Text analytics, taxonomy and auto-classification terms

Authority list

A set of preferred or authorized terms. For example, there may be an authority list for sports team names to encourage the use of formal names instead of team nicknames.

Controlled vocabulary

Some people use the term controlled vocabulary as a generic term to refer to classification models. Others say it as a pre-defined set of terms that can be used to classify content, and content can be labeled only with terms in the controlled vocabulary.

Content analytics

This moves us beyond looking at only text to look at video, audio and images

Data analytics

Looking at raw numerical data to find useful information from the data. The process often includes cleaning and normalizing the data to get it into a digestible format.

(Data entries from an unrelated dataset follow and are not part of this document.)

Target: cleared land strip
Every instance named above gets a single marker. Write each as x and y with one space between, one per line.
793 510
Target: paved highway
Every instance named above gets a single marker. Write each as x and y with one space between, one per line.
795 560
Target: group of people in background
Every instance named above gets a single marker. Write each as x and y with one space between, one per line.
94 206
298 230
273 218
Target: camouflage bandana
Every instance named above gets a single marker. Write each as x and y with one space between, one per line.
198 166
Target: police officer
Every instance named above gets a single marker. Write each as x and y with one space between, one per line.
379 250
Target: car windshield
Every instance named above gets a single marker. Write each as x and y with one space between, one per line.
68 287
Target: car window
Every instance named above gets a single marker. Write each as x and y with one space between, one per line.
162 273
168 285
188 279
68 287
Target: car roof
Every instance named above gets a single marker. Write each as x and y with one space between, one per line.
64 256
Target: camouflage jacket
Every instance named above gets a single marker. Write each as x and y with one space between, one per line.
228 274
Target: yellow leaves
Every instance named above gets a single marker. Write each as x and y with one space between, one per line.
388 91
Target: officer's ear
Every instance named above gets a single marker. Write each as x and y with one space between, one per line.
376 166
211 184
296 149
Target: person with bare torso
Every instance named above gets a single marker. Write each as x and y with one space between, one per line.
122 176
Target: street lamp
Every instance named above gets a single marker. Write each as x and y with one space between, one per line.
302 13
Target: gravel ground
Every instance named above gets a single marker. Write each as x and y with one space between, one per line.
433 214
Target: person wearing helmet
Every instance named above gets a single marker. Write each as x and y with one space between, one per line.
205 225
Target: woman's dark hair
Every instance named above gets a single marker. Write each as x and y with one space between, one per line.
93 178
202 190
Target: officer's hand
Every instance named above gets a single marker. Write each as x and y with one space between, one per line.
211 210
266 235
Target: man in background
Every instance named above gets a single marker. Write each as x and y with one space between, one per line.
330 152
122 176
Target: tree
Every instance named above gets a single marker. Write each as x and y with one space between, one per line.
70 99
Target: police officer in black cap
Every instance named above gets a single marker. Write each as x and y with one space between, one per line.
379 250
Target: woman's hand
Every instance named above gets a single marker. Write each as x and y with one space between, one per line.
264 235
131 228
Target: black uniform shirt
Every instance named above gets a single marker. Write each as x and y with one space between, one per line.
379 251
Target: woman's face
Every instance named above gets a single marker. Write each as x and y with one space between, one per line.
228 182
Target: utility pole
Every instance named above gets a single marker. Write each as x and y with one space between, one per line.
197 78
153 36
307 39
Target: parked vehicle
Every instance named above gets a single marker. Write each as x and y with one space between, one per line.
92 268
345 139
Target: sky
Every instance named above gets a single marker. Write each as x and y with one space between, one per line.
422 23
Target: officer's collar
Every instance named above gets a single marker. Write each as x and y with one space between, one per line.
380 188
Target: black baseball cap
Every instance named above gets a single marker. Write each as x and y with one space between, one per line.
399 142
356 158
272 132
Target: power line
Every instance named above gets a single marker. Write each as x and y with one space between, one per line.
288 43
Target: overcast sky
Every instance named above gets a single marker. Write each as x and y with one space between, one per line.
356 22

Lemmatization is similar to word stemming but uses a more sophisticated and rigorous procedure that will find word stems with greater accuracy.


A model is a generic term for any group of terms used to define a domain – no matter how it is arranged. People often combine it with the word classification to form “classification model.”

Named entity extraction

Named entity extraction looks for and labels things such as people, places, organizations, dates, forms of money, and companies, in text.


At first glance an ontology is similar to a taxonomy because it has a hierarchy of terms. However, in an ontology, those terms are related to one another and the relationships have specific names and definitions.

Part-of-speech tagging

Assigning to and labeling each word with a part of speech, such as noun, verb, adjective and adverb, using software.

Predictive analytics

A branch of data analytics concerned with predicting future conditions from current or past conditions.

Relationship extraction

Relationship extraction identifies how things are related. Two examples would be “Bakers make cakes” and “John lives in London.”


A structured framework or plan, so “classification schema” is a generic term that refers to any set of terms used to classify content.

Sentiment analysis

Text analytics used to determine the mood of text as positive, negative or neutral.

Synonym ring

A synonym ring adds a list of alternate ways of referring to a term. For example, the term the Affordable Healthcare Act will also have a listing for Obamacare, since it is known as both.


Taxonomy is a way of describing a particular area of knowledge in simple hierarchy.  Most people were probably first exposed to taxonomies as school children, where they would have learned the Dewey Decimal System for organizing library books or would have learned how animals and plants are sorted in the scientific world: Kingdom, Phylum, Class, Order, Family, Genus, Species, where a lion is a feline (Family) which is a mammal (Class), which is an animal (Kingdom). In such a hierarchical classification, each level helps define the one above it, as well as the one below it.

Text analysis

Seth Grimes makes a distinction between text analytics and text analysis, saying, “So we have text analytics on the one hand — text as data, fueling quantitative methods communicate business-required insights — and text analysis on the other, techniques that characterize and describe a text itself.”

Text analytics

Extracts quality information from unstructured data to distill meaning from the text. It goes beyond counting words to extract meaning and give some context to that meaning. It often can give you the why of something that has occurred, where data analytics can tell you what has occurred.

Text mining

Text mining and text analytics are sometimes used interchangeably. Some experts say there is an important distinction. Text mining looks at text as words and extracts the numbers of words within documents and the number of kinds of words within kinds of documents.

Word sense disambiguation

Word sense disambiguation is the ability to determine the meaning of a word with multiple definitions, often from context; an example is the word well.

Word stemming

Word stemming produces the semantic root of a word by applying heuristics, for example flying becomes fly. A word stemmer will look for both forms in text.